VHS 1256 b is relatively young, having formed just 150 million years ago.

As a result, heat from its formation process is still present, which is part of the reason its atmosphere is so turbulent.

"VHS 1256 b is about four times farther from its stars than Pluto is from our Sun, which makes it a great target for the JWST," says Miles.

"That means the planet’s light is not mixed with light from its stars."

Infrared spectrum of exoplanet VHS 1256 b. Credit: NASA, ESA, CSA, Joseph Olmsted (STScI)

This distance from the host star meant that information and data from the exoplanet was not disturbed by the star's light, giving the team a greater chance at learning more about the planet's composition.

They studied spectra of light from the planet using the Webb Telescope's Near-Infrared Spectrograph (NIRSpec) and the Mid-Infrared Instrument (MIRI).

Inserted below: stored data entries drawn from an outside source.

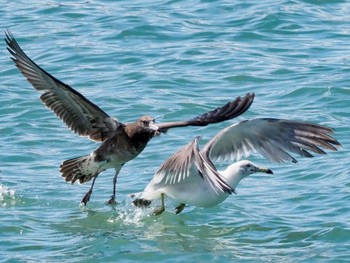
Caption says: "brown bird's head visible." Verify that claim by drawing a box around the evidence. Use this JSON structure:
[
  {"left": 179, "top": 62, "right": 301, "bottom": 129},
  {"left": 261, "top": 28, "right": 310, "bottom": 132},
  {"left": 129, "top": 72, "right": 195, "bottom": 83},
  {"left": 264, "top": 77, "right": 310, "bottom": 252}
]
[{"left": 135, "top": 116, "right": 160, "bottom": 136}]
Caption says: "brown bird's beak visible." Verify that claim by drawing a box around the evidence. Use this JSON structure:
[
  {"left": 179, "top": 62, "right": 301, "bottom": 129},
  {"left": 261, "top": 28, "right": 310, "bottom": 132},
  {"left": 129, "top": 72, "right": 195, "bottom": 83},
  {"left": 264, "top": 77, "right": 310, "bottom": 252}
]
[{"left": 149, "top": 123, "right": 160, "bottom": 136}]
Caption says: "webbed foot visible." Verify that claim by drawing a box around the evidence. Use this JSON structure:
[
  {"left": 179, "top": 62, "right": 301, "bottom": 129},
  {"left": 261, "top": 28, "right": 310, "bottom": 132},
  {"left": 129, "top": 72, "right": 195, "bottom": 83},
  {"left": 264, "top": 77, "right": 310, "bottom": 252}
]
[
  {"left": 153, "top": 207, "right": 165, "bottom": 216},
  {"left": 175, "top": 203, "right": 186, "bottom": 214},
  {"left": 107, "top": 195, "right": 116, "bottom": 205},
  {"left": 81, "top": 189, "right": 92, "bottom": 206}
]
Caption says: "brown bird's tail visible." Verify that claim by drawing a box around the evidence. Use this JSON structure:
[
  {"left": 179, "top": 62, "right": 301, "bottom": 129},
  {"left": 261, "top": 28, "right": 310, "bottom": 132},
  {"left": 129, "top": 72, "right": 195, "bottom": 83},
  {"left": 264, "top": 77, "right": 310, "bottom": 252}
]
[{"left": 60, "top": 155, "right": 100, "bottom": 184}]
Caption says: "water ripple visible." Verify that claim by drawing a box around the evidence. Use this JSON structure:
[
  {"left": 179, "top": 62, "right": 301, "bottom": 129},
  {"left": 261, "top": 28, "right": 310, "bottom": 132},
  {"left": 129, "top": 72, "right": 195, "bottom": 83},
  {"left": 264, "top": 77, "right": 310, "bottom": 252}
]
[{"left": 1, "top": 0, "right": 350, "bottom": 262}]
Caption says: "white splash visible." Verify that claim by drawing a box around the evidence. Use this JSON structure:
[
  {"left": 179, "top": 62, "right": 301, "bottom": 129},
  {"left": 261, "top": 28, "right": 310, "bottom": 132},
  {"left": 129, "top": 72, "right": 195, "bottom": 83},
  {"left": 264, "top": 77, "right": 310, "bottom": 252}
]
[
  {"left": 108, "top": 206, "right": 152, "bottom": 226},
  {"left": 0, "top": 184, "right": 16, "bottom": 206}
]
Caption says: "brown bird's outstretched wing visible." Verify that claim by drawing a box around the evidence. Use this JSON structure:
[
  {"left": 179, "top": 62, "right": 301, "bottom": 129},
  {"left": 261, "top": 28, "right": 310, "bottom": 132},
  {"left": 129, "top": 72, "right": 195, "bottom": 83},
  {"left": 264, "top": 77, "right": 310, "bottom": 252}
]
[
  {"left": 5, "top": 29, "right": 253, "bottom": 141},
  {"left": 157, "top": 93, "right": 254, "bottom": 133},
  {"left": 5, "top": 29, "right": 119, "bottom": 142}
]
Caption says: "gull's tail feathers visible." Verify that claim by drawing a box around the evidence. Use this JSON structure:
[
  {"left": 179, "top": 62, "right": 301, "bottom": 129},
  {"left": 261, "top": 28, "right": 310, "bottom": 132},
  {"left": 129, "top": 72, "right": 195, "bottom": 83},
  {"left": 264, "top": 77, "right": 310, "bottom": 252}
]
[{"left": 132, "top": 198, "right": 152, "bottom": 207}]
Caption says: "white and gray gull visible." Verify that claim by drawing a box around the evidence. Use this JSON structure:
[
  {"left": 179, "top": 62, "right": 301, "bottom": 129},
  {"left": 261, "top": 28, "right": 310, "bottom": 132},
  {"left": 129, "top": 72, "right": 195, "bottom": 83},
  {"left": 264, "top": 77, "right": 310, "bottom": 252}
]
[
  {"left": 132, "top": 118, "right": 341, "bottom": 215},
  {"left": 5, "top": 30, "right": 254, "bottom": 205}
]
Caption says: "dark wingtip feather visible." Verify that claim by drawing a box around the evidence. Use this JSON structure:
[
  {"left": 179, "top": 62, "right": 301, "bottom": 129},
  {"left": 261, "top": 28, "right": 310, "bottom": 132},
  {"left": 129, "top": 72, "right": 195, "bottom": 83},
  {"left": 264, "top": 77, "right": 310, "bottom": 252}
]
[{"left": 187, "top": 92, "right": 255, "bottom": 126}]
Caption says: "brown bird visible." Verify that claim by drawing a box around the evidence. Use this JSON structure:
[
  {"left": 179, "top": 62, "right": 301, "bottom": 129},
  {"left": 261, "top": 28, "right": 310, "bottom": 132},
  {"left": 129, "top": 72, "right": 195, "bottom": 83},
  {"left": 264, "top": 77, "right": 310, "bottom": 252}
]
[{"left": 5, "top": 29, "right": 254, "bottom": 205}]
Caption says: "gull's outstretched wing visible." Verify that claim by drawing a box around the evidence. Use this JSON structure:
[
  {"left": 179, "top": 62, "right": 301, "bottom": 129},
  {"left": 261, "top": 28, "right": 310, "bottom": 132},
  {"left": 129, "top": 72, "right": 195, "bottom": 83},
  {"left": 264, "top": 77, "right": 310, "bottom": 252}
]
[
  {"left": 152, "top": 136, "right": 234, "bottom": 195},
  {"left": 5, "top": 30, "right": 119, "bottom": 142},
  {"left": 157, "top": 93, "right": 254, "bottom": 133},
  {"left": 202, "top": 118, "right": 341, "bottom": 163}
]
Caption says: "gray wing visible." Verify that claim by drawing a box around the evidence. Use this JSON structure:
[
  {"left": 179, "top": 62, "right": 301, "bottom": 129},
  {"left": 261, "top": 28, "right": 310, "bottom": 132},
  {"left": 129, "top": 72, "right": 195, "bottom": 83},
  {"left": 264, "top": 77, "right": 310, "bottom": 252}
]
[
  {"left": 156, "top": 93, "right": 254, "bottom": 132},
  {"left": 5, "top": 29, "right": 119, "bottom": 142},
  {"left": 202, "top": 118, "right": 341, "bottom": 163},
  {"left": 153, "top": 136, "right": 233, "bottom": 194}
]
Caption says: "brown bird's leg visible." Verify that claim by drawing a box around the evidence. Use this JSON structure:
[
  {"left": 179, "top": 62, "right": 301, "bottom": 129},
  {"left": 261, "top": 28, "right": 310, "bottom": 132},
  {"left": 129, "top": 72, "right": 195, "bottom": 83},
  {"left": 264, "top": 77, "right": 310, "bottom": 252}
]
[
  {"left": 81, "top": 176, "right": 98, "bottom": 206},
  {"left": 107, "top": 166, "right": 122, "bottom": 205},
  {"left": 107, "top": 173, "right": 118, "bottom": 205}
]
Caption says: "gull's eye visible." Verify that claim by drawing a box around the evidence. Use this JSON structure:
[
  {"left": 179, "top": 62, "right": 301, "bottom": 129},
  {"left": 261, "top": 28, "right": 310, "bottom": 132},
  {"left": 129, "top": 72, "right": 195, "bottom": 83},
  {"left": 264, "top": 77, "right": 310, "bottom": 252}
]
[{"left": 245, "top": 164, "right": 251, "bottom": 168}]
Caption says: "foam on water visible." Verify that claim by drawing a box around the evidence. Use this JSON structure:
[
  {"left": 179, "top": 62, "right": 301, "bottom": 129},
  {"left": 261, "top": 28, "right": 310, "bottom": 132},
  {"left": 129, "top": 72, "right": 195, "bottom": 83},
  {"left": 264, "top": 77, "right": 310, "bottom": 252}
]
[
  {"left": 0, "top": 184, "right": 16, "bottom": 207},
  {"left": 110, "top": 207, "right": 154, "bottom": 226}
]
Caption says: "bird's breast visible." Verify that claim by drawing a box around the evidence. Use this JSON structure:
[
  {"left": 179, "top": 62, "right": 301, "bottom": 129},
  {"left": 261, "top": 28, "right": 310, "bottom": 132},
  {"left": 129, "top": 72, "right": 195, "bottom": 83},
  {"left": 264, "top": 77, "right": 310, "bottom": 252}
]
[{"left": 164, "top": 182, "right": 230, "bottom": 207}]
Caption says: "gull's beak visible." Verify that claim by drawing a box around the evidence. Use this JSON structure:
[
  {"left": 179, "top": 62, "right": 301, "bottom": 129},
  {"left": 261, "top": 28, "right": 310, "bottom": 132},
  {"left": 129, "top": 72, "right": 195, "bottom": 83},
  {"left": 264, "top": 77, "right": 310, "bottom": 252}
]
[{"left": 259, "top": 167, "right": 273, "bottom": 174}]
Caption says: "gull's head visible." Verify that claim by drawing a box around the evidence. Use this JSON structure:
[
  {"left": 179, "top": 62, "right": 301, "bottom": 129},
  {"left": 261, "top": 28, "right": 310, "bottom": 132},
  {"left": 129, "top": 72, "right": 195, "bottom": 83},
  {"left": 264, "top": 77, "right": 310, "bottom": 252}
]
[
  {"left": 221, "top": 160, "right": 273, "bottom": 189},
  {"left": 237, "top": 160, "right": 273, "bottom": 176}
]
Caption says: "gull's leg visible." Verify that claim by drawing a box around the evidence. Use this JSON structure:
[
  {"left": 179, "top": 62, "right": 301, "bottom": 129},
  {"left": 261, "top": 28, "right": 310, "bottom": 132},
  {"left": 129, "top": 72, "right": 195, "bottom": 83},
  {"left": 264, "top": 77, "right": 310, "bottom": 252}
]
[
  {"left": 175, "top": 203, "right": 186, "bottom": 214},
  {"left": 107, "top": 166, "right": 122, "bottom": 205},
  {"left": 153, "top": 193, "right": 165, "bottom": 216},
  {"left": 81, "top": 176, "right": 98, "bottom": 206}
]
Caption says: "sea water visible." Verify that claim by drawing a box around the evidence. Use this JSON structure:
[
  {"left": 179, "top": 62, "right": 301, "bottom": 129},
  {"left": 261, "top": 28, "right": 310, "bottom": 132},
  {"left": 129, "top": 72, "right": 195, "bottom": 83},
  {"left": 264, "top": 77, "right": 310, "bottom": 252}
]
[{"left": 0, "top": 1, "right": 349, "bottom": 262}]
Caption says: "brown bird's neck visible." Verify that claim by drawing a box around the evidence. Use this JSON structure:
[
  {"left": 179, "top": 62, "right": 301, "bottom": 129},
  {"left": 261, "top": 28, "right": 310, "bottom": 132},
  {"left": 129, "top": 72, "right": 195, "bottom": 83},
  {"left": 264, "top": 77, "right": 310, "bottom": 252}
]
[{"left": 124, "top": 124, "right": 154, "bottom": 151}]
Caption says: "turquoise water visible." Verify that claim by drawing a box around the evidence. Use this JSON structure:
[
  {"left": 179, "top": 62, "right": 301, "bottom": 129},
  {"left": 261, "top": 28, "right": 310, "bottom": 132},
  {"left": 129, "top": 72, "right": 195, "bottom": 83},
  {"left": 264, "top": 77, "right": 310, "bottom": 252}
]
[{"left": 1, "top": 0, "right": 349, "bottom": 262}]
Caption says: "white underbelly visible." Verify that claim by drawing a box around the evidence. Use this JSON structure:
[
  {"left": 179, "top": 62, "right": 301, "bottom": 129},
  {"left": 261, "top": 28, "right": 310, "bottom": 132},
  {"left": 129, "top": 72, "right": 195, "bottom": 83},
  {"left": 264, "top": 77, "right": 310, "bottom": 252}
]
[{"left": 163, "top": 182, "right": 230, "bottom": 207}]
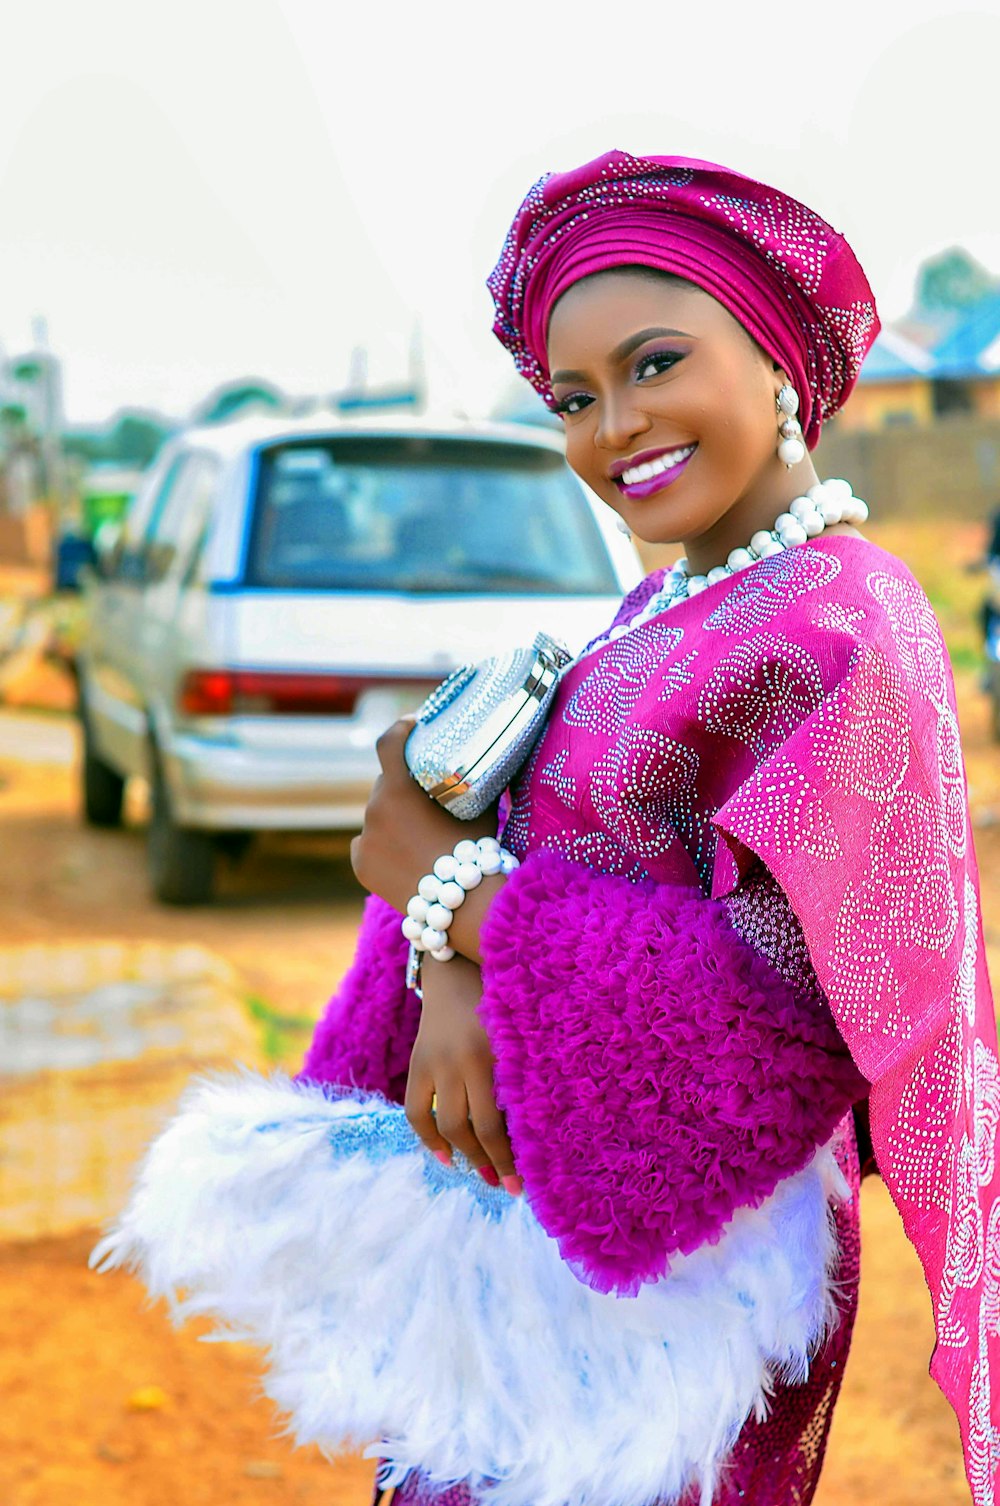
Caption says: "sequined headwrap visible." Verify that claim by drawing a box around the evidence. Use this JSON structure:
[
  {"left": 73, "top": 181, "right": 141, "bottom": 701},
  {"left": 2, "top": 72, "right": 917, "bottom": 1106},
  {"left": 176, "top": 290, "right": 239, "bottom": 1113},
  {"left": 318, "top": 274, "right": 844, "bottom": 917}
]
[{"left": 488, "top": 150, "right": 880, "bottom": 449}]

"No other telescope has identified so many features at once for a single target," says co-author Paul Mollière of the Max Planck Institute for Astronomy (MPIA) in Heidelberg, Germany.

"We’re seeing many molecules in a single spectrum from the JWST that detail the planet’s dynamic cloud and weather systems."

"We’ve isolated silicates, but better understanding which grain sizes and shapes match specific types of clouds is going to take a lot of additional work," says Elisabeth Matthews, also from MPIA.

"This is not the final word on this planet – it is only the beginning of a large-scale modeling effort to understand JWST’s complex data."